Enhancing Storm Surge Forecasting Accuracy Through LSTM-Based Machine Learning

Introduction

The accuracy and reliability of storm surge modeling are pivotal in predicting the potentially devastating impact of hurricanes. Despite the advancements in high fidelity physics-based models such as ADCIRC coupled with SWAN, limitations inherent in these deterministic models often introduce biases and inaccuracies, particularly in the face of the unpredictable nature of severe weather events. The paper by Stefanos Giaremis et al. on "Storm Surge Modeling in the AI Era: Using LSTM-based Machine Learning for Enhancing Forecasting Accuracy" presents an innovative approach to mitigate these issues by employing Long Short-Term Memory (LSTM) networks, a class of recurrent neural networks, in the post-processing phase of storm surge modeling to correct systemic errors and enhance forecasting accuracy.

Methodology

The cornerstone of the research methodology is the utilization of LSTM networks to model and predict the systemic errors—termed as offsets—between the observed real-world water heights and those forecasted by a physics-based model during hurricane events. The LSTM architecture was chosen for its proficiency in capturing temporal dependencies, essential for accurately modeling the sequential data of storm surges. The paper trained the LSTM model on a comprehensive dataset encompassing 61 historical storms, using offsets extracted from the comparison of modeled versus observed water levels at gauge stations. A notable aspect of the research methodology is the rigorous data pre-processing, which includes offset extraction, standardization, and reshaping through a sliding window approach, making the raw data amenable to LSTM processing.

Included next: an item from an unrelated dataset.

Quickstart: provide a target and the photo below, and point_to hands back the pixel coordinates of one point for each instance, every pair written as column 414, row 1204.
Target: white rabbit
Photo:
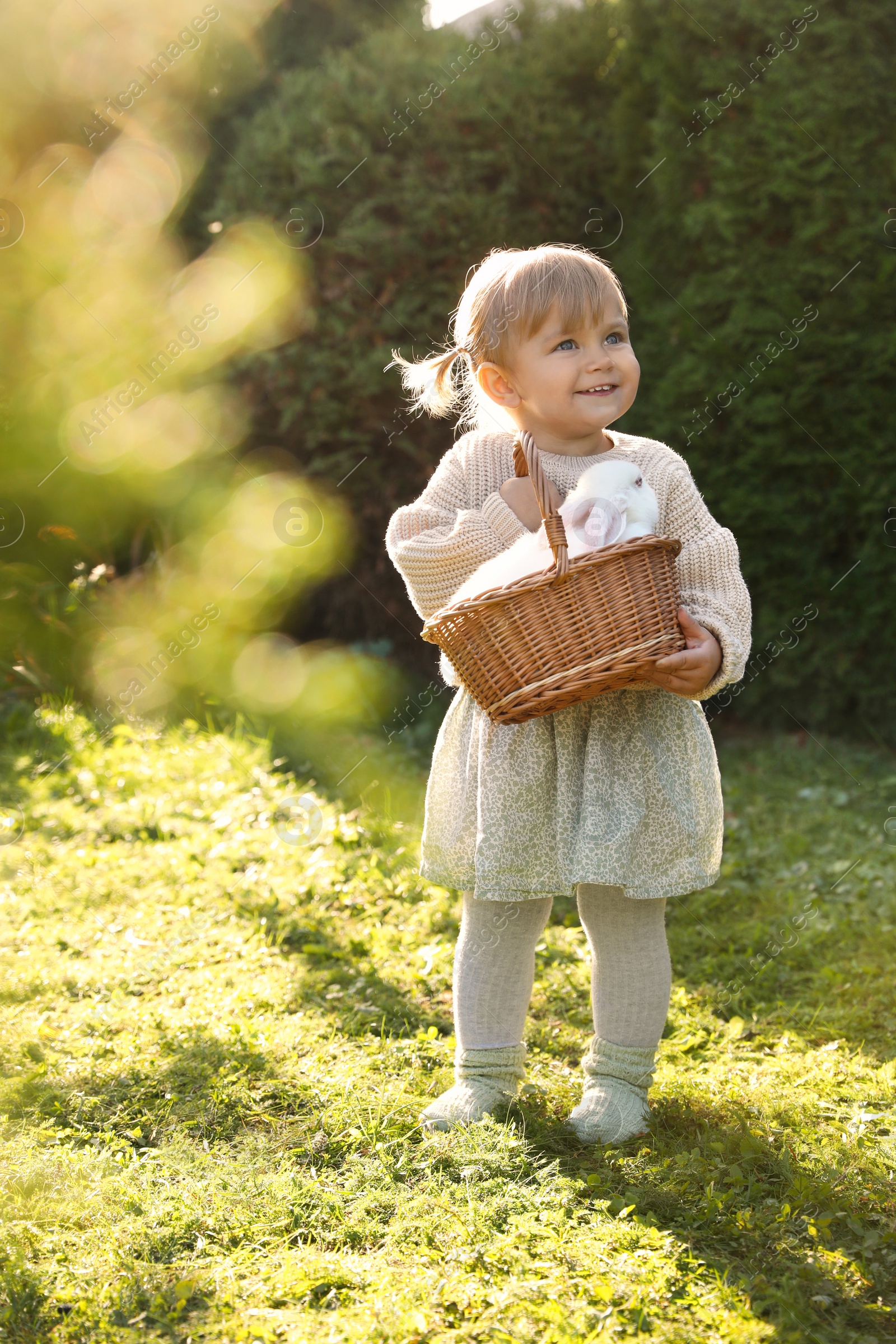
column 610, row 503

The performance of the LSTM-based model was then tested for bias correction on data from hurricane Ian, a recent and significant event, ensuring the model's real-world applicability and generalization capabilities.

Results and Discussion

The research presented compelling numerical results, with the LSTM model showing consistent improvement in forecasting accuracy for hurricane Ian across all gauge station coordinates used for the initial data. This improvement was quantified using several regression evaluation metrics, such as root mean square error (RMSE) and R-squared coefficients, showcasing strong numerical evidence of the model's efficacy in bias correction. An intriguing finding was the model's ability to achieve a similar quality of bias correction using only a subset of six hurricanes. This implies not only the model's robustness but also its operational versatility, allowing for pre-trained models to be applied in real-time hurricane forecasting, significantly reducing the computational overhead typically associated with ensemble and probabilistic forecasting approaches.

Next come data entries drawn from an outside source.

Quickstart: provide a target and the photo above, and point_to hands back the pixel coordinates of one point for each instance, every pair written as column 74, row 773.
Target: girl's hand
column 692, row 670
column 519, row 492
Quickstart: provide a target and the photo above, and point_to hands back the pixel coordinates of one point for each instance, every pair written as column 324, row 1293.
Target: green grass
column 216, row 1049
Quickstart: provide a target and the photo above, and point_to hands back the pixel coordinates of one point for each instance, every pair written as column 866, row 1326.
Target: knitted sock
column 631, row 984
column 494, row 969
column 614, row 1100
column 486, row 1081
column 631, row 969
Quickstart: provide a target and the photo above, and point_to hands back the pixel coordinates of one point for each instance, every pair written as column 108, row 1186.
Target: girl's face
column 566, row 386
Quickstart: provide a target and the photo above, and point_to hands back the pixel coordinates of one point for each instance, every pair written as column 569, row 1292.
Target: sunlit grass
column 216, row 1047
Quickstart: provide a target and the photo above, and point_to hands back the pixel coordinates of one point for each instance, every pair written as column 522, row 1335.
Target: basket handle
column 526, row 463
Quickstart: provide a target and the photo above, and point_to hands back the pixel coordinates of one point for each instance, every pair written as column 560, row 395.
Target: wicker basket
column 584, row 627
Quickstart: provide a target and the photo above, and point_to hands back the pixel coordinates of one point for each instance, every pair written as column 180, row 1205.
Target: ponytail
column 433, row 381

Theoretical and Practical Implications

Theoretically, this work enriches the existing literature on the integration of machine learning techniques, particularly LSTM networks, within the field of weather forecasting and storm surge modeling. Practically, the LSTM-based bias correction methodology offers a highly transferable and operationally viable solution to improve the accuracy of storm surge forecasts, potentially enhancing the preparedness and response mechanisms of affected regions. Furthermore, the paper sets the groundwork for future explorations into the application of LSTM and other advanced machine learning techniques for bias correction across a wider range of physics simulation scenarios beyond storm surge forecasting.

Future Directions

While this paper marks a significant advancement, it also opens avenues for further research, particularly in exploring alternative machine learning architectures like bidirectional LSTMs with self-attention mechanisms, which could offer further improvements in capturing the complex temporal dynamics of storm surges. Additionally, extending the LSTM-based bias correction to a geospatial domain, enabling model corrections beyond gauge stations and throughout the entire simulation area, represents a compelling future challenge.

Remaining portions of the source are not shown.